The challenge I'm facing is supporting over 1000 concurrent users, each possibly running 2 strategies, leading to more than 2000 containers, which isn't feasible. I am now fully utilizing AWS.
I'm considering moving to a multi-tenant architecture where one container can handle multiple user strategies (potentially 50-100 per container, depending on complexity) and containers can scale up based on demand.
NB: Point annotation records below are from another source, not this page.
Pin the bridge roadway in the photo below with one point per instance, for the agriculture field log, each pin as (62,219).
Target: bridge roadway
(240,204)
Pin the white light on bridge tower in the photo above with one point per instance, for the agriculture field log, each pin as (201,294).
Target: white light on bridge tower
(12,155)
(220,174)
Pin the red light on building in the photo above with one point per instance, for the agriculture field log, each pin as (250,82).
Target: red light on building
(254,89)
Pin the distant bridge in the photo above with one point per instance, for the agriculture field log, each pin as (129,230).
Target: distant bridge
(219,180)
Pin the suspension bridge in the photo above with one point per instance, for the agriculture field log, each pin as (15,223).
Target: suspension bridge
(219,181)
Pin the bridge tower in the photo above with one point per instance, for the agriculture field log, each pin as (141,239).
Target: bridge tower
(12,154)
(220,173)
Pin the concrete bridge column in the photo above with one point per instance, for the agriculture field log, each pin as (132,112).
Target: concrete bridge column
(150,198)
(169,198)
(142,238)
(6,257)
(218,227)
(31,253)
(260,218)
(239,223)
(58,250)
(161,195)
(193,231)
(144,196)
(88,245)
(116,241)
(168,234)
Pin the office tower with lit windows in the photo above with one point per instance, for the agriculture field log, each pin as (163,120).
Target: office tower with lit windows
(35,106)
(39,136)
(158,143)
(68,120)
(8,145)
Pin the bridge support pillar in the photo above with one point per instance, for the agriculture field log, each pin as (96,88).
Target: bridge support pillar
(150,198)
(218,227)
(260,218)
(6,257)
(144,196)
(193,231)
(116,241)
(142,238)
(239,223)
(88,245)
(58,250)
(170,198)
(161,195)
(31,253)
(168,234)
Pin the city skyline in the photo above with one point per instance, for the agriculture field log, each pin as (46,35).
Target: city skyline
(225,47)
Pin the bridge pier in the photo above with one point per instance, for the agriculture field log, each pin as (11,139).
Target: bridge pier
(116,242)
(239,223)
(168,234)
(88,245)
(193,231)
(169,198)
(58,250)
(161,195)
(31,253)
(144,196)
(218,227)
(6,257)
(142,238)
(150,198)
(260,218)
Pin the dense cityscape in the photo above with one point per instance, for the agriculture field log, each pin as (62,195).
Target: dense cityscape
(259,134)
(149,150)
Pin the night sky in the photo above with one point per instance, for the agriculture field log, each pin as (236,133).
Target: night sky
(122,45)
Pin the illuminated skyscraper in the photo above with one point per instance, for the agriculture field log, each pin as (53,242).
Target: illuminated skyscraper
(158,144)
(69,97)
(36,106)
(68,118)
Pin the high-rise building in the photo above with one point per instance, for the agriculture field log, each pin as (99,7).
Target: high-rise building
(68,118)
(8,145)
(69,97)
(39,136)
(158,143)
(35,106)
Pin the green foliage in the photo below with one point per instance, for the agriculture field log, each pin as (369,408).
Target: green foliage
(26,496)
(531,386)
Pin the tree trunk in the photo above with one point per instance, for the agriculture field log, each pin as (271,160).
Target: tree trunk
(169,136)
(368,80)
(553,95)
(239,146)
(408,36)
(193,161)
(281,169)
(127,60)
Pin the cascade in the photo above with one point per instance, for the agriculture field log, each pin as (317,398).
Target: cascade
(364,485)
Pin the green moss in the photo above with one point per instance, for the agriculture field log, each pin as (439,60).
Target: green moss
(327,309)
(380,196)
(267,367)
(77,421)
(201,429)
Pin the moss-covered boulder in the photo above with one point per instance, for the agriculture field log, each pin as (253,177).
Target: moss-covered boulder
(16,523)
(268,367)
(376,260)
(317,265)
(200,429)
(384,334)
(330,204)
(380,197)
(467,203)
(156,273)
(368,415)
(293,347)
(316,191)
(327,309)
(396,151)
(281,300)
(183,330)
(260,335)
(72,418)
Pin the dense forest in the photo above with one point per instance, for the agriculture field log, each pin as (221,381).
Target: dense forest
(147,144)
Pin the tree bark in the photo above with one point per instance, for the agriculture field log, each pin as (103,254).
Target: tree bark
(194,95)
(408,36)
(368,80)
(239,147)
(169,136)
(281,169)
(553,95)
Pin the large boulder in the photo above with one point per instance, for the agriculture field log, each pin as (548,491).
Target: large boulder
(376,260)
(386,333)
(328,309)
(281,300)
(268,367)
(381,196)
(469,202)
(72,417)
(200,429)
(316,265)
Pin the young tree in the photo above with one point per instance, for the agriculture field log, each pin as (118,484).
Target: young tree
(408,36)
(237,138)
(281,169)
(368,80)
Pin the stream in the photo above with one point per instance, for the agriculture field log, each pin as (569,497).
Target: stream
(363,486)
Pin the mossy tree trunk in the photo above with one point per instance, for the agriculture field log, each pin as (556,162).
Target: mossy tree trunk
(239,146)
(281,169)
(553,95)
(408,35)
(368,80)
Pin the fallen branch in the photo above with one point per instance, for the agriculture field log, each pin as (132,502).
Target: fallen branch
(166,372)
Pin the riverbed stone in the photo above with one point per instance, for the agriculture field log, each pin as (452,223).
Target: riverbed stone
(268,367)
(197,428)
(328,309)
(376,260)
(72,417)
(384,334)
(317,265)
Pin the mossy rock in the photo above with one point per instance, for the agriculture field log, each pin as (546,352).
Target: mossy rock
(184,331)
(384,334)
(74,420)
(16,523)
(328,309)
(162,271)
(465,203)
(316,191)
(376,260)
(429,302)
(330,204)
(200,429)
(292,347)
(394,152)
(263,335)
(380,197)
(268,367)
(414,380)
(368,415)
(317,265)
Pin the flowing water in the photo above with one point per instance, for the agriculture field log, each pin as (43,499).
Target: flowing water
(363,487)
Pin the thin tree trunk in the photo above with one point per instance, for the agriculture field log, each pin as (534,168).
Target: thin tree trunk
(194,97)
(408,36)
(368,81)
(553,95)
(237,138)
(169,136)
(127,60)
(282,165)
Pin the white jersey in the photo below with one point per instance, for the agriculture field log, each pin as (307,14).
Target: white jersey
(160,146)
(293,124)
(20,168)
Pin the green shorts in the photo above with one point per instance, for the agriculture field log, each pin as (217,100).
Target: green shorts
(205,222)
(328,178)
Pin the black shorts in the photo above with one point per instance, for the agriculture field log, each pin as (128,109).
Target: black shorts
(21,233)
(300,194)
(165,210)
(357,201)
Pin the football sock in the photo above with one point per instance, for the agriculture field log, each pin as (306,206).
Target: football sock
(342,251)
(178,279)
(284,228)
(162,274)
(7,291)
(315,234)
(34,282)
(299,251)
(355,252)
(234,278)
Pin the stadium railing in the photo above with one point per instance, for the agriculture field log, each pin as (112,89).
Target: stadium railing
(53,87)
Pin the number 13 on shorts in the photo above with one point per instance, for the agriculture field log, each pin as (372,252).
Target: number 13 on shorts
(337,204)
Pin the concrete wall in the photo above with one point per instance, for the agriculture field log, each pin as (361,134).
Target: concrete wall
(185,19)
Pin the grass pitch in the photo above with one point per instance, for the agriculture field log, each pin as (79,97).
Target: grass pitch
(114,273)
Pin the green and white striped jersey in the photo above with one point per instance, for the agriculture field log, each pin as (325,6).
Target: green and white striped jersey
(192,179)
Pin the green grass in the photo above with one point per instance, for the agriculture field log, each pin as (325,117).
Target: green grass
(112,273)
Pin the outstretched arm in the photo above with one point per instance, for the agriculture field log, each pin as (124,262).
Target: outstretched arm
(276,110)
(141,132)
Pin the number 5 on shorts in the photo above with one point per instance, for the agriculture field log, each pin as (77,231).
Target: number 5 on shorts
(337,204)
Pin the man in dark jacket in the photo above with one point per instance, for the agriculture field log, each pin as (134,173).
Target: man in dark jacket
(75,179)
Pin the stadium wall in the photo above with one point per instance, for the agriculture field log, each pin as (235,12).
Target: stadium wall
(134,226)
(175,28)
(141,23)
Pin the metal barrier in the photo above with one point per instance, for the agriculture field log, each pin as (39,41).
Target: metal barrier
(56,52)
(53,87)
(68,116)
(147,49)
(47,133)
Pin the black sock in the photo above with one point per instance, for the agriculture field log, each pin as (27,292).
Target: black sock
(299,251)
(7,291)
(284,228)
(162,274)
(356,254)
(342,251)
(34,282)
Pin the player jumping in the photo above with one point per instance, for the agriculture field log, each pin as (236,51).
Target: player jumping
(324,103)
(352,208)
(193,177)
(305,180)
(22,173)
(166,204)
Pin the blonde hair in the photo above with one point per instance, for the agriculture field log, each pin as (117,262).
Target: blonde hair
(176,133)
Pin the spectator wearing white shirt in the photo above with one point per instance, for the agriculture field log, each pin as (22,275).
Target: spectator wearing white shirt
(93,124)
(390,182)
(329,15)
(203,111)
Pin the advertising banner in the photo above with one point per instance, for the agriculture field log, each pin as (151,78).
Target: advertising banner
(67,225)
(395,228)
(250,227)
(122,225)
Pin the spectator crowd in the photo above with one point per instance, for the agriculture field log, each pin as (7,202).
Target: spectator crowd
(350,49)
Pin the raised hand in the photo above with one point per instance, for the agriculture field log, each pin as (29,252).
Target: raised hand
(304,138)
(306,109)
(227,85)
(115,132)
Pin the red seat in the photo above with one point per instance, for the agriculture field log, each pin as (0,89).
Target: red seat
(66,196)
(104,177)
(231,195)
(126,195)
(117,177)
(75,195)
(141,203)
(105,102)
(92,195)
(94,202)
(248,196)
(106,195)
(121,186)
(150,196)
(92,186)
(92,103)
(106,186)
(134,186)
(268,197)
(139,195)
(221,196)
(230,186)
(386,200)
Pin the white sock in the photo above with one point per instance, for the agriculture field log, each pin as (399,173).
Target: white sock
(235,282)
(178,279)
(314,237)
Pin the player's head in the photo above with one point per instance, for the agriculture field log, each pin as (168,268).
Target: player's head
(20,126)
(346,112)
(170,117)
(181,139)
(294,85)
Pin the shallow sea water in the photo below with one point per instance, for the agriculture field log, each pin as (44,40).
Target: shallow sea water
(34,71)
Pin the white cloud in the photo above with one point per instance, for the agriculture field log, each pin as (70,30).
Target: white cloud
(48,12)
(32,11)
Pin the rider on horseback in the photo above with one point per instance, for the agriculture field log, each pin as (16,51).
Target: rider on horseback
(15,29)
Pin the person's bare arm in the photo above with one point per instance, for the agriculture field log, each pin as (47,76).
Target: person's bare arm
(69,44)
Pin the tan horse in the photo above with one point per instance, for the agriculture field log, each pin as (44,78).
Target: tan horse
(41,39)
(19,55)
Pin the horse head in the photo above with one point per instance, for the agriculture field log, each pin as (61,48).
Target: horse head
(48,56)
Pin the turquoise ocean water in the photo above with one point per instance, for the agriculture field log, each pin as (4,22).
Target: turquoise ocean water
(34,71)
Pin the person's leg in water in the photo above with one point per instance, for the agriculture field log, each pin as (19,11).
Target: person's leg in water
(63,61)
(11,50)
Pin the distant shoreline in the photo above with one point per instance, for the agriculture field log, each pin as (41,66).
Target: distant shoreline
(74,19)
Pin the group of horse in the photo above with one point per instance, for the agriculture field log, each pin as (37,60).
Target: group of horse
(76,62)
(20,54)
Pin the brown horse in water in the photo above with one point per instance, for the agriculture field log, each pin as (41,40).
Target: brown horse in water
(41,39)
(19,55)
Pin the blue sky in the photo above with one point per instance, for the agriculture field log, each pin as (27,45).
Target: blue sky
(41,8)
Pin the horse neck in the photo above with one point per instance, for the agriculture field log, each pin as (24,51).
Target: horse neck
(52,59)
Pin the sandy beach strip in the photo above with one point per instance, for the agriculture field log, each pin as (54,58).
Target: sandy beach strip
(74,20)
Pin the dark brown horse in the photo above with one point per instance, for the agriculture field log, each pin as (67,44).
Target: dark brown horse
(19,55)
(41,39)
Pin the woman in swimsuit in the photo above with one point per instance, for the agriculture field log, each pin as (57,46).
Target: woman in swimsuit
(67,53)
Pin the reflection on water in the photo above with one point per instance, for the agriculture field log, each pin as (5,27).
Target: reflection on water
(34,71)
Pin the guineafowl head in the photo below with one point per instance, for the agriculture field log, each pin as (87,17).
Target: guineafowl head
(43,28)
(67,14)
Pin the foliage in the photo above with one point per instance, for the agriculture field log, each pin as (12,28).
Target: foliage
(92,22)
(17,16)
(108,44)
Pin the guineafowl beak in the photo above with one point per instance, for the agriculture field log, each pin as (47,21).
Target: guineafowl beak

I still need to figure out a few things: 1) how to efficiently start/stop individual strategies, possibly using an event-driven approach; 2) how to update the database with the latest price and PNL without overloading it, since previously each container was performing updates in parallel every 10 seconds; 3) whether this architecture is appropriate for handling 1000+ users; 4) if PostgreSQL LISTEN/NOTIFY can cope at this scale; 5) how to change to an acceptable batching strategy; and 6) what AWS services would be most suitable in this context.
2 Answers
Transitioning to a multi-tenant architecture sounds like a smart move! By consolidating user strategies into fewer Docker containers, you'll simplify scaling. ECS should be great for this, as it can automatically upscale when CPU usage hits a certain threshold. Just keep in mind that fetching and updating your price data every 10 seconds might become a bottleneck, especially as your user base grows. Have you considered switching to something like DynamoDB for pricing data? It could handle real-time updates better and avoid the potential locks you might run into with PostgreSQL. I'm curious about how you're currently using the PostgreSQL LISTEN/NOTIFY feature. Are you finding it provides timely updates without overwhelming your system?
For better scalability, you might want to think about setting up a Notebook Executor microservice instead of running each strategy in its own container. This way, you could process requests through an API or a queue, run the strategies in isolated environments like Kubernetes, and return the results back smoothly. This approach centralizes control and scales based on your executor's processing power. It could really streamline the workload and give you room to manage resources better. If you’d like to delve deeper into this setup, I’d be happy to help!
That sounds like a solid idea! A centralized execution system could really simplify things.
I agree, DynamoDB could help a lot! Just manage your reads/writes carefully to avoid throttling.